Power Pack #29 (1987)

Last issue, we saw Johnny Rival—a classmate of Alex Power—plotting to shoot him because Rival thought Power was a mutant.  In this issue, he takes action but happens to do so while Spider-Man and Hobgoblin are nearby, getting the villain’s attention. 

Hobgoblin snatches the two boys up to try to lure Spider-Man away from stopping a Hobgoblin-protected drug deal.

I like the panel above because it establishes everything you need to know, but if I were grabbed by a frightening looking guy on a jet glider and flown hundreds of feet in the air, the last thing I’d be doing is continuing to squabble with my schoolmate.

Anyway, all ends ok.

Spidey saves the day, and even helps Alex Power come to terms with the fact that he didn’t use his disintegrating power (remember, the teams’ powers were recently switched) to hurt or kill Hobgoblin doesn’t mean he’s chicken, it means he respects life.

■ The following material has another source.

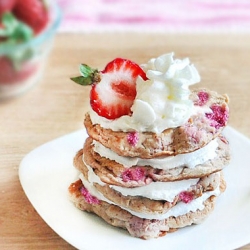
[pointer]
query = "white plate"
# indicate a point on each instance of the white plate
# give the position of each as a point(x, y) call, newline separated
point(46, 172)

To illustrate, he tells Alex the story of Gwen Stacy and the Green Goblin.  It’s a nice way to show how Spider-Man is now an adult, where he used to be a kid learning to use his powers (like Alex Power), and to tie the Green and Hobgoblins together.  Lots of good through lines there.

It also resolves the Johnny Rival storyline because he now believes that Alex doesn’t have powers and isn’t a mutant.  Strangely, Alex just forgives him and they walk away together—now friends, despite that Johnny literally was going to shoot Alex just a few pages earlier.  The resolution is a little simplistic—and I’ve come to expect better from Louise Simonson, who writes the hell out of this comic, month after month.

A nice touch: WGBS news is on the TV, with an anchorman who can only be Clark Kent.